Auch wenn viele Details zum Brand in Zwickau bereits bekannt sind, machte die Aussage des Sachverständigen noch einmal auf drastische Weise deutlich, was sich am 4. November 2011 in Zwickau abgespielt hatte. Zschäpe hatte in der Wohnung knapp zehn Liter Benzin verschüttet. Die Dämpfe hätten eine „explosive Wolke“ gebildet, sagte der Beamte. Außerdem sei bis zur Wohnungstür mit dem Benzin eine „Luntenspur“ gelegt und dann angezündet worden, sagte der Sachverständige, ohne Zschäpe namentlich als Tatverdächtige oder Täterin zu nennen.

Dach wurde durch die Wucht der Explosion angehoben

Die Wucht der Explosion war so groß, dass ein Teil der Außenmauer des Hauses in der Frühlingsstraße 26 herausflog.
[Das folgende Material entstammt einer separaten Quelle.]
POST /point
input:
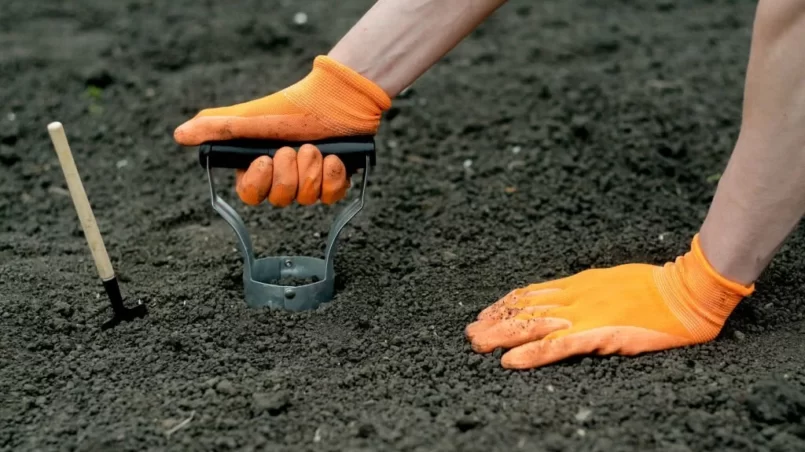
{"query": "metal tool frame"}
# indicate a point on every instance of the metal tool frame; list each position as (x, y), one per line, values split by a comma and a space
(256, 272)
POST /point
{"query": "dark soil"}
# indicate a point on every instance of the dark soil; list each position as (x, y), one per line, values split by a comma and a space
(561, 135)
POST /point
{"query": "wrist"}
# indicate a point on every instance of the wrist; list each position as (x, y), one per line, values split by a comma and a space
(340, 98)
(700, 296)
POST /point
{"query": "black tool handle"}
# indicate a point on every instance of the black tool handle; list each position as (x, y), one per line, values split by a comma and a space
(239, 154)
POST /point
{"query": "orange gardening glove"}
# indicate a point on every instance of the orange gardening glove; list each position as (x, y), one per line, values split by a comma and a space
(331, 101)
(624, 310)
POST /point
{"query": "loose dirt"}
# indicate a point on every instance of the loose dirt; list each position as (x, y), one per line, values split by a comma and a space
(561, 135)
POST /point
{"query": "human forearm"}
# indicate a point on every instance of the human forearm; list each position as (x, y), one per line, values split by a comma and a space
(396, 41)
(761, 196)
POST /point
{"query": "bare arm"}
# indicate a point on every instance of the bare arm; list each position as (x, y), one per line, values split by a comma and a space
(761, 196)
(396, 41)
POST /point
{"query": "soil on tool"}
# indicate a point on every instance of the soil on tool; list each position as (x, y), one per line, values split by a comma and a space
(293, 281)
(562, 135)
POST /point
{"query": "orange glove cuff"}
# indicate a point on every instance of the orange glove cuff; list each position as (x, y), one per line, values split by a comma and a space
(345, 101)
(698, 295)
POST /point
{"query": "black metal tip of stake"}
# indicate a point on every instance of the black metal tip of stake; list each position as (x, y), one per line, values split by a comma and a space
(121, 312)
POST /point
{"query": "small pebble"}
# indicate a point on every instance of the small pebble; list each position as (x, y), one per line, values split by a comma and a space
(583, 414)
(274, 403)
(300, 18)
(225, 387)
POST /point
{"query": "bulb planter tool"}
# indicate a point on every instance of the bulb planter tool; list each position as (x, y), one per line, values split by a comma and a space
(259, 274)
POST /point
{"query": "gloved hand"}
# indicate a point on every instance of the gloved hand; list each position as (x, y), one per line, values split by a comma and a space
(331, 101)
(625, 310)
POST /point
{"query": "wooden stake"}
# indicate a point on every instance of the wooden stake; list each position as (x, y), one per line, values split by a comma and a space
(82, 207)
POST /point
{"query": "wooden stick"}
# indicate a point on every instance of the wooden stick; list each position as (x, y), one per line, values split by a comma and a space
(82, 207)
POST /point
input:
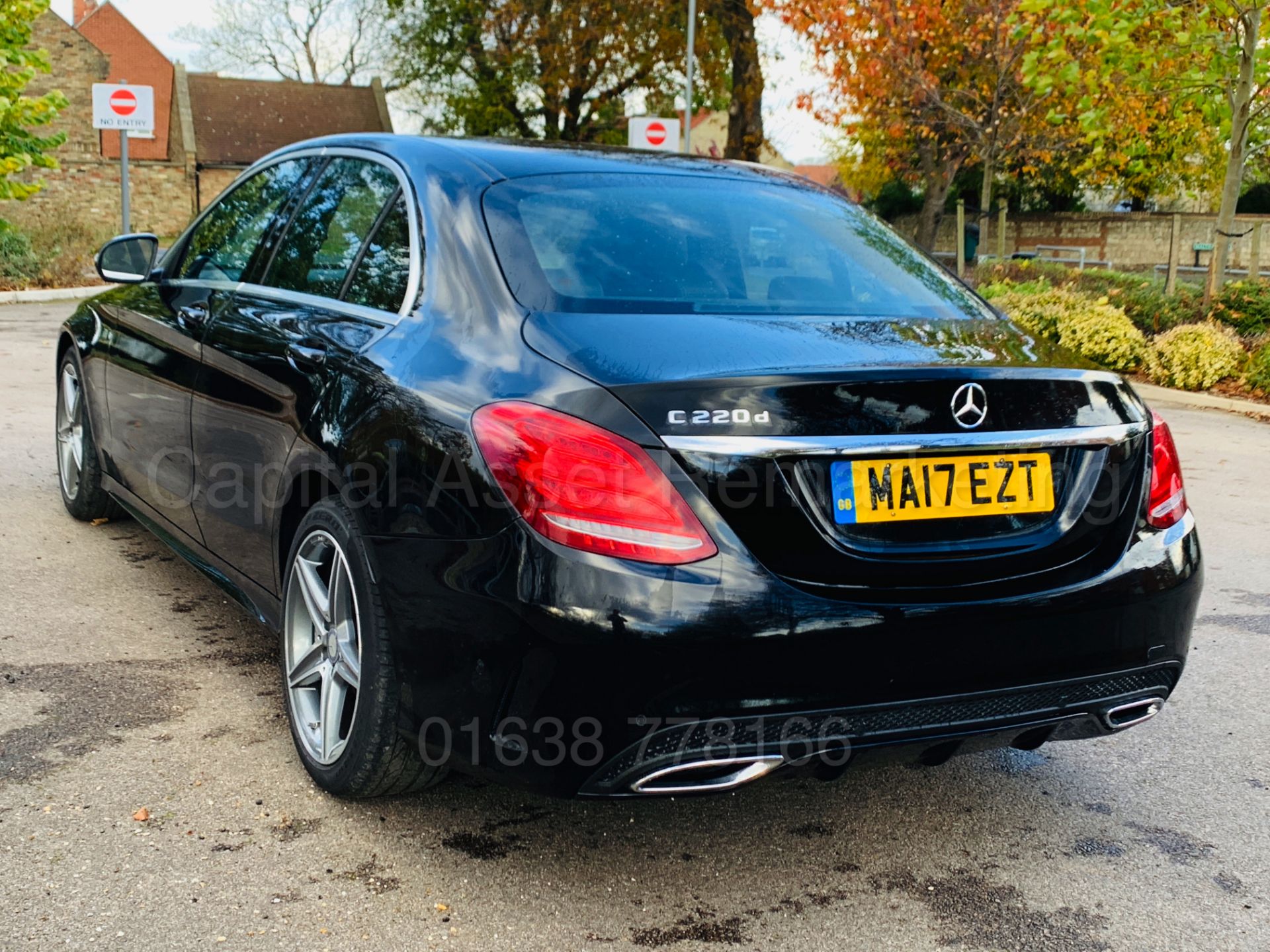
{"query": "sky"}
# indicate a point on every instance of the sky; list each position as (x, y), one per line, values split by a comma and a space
(786, 69)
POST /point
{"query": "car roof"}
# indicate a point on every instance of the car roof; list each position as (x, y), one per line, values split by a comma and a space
(493, 159)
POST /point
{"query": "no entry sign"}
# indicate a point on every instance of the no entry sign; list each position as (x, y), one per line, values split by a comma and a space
(117, 107)
(654, 134)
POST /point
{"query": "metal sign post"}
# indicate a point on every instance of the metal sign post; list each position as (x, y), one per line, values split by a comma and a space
(124, 180)
(124, 108)
(687, 91)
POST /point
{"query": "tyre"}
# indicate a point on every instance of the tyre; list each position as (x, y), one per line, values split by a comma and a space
(79, 469)
(338, 677)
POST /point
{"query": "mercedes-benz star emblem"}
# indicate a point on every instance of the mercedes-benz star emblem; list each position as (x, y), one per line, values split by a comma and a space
(969, 405)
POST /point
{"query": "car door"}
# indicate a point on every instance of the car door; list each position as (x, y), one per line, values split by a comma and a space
(334, 277)
(154, 346)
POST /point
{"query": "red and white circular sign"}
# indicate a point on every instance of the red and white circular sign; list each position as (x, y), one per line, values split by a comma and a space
(125, 103)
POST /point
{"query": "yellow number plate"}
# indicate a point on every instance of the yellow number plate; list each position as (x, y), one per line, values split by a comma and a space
(941, 488)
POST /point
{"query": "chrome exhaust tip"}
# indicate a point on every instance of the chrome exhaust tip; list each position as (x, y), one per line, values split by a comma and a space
(1123, 716)
(706, 776)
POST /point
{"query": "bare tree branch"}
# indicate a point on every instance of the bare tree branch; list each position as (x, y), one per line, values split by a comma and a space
(309, 41)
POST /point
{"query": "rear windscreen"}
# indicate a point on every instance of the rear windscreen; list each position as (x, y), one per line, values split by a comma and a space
(656, 244)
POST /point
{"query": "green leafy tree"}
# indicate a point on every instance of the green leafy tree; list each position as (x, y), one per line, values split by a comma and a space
(544, 69)
(22, 149)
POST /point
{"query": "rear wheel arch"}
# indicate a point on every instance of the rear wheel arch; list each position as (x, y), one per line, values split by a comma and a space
(65, 342)
(308, 488)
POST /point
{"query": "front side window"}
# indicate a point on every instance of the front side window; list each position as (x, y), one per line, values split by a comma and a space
(681, 244)
(327, 235)
(222, 244)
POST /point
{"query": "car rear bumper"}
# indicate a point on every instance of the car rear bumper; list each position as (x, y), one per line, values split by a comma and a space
(553, 669)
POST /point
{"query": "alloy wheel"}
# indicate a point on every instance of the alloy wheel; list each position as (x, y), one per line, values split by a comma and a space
(323, 647)
(70, 429)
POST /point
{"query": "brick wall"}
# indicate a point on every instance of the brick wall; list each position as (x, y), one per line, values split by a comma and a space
(87, 187)
(1129, 241)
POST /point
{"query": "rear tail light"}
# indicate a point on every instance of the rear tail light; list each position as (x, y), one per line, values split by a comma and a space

Außerdem habe der Luftdruck mit einer Wucht von 150 Tonnen das Dachgeschoss auf einer Fläche von 50 Quadratmetern über der Wohnung angehoben – „das Dach wurde kurzzeitig gelupft“, wie es der Gutachter ausdrückte. Hätten sich dort Personen aufgehalten, „hätten sie verletzt liegen bleiben können“. Im Dachgeschoss renovierten zwei Handwerker zwei Wohnungen, während des Brandes waren sie allerdings wegen ihrer Mittagspause nicht im Haus. Die Bundesanwaltschaft wertet Zschäpes Tat trotzdem auch als versuchten Mord an den beiden Männern.

Gefährdet war jedenfalls die Nachbarin Charlotte E. in der Nachbarwohnung. Bei der Explosion hatte sich die Trennwand nicht nur um etwa einen Zentimeter verschoben, durch Risse kamen auch Rauchgase in die Räume der Rentnerin. Sie wurde noch rechtzeitig von Angehörigen und Nachbarn aus dem brennenden Haus geholt. Da die Wand nicht eingefallen war und noch nicht viel Rauchgas einströmte, dürften die Minuten bis zur Rettung für die Frau noch nicht gefährlich gewesen sein, meinte der Sachverständige. Er ließ aber keinen Zweifel daran, dass die Explosion bei etwas mehr Druck die Wohnung von Charlotte E. ganz anders getroffen hätte.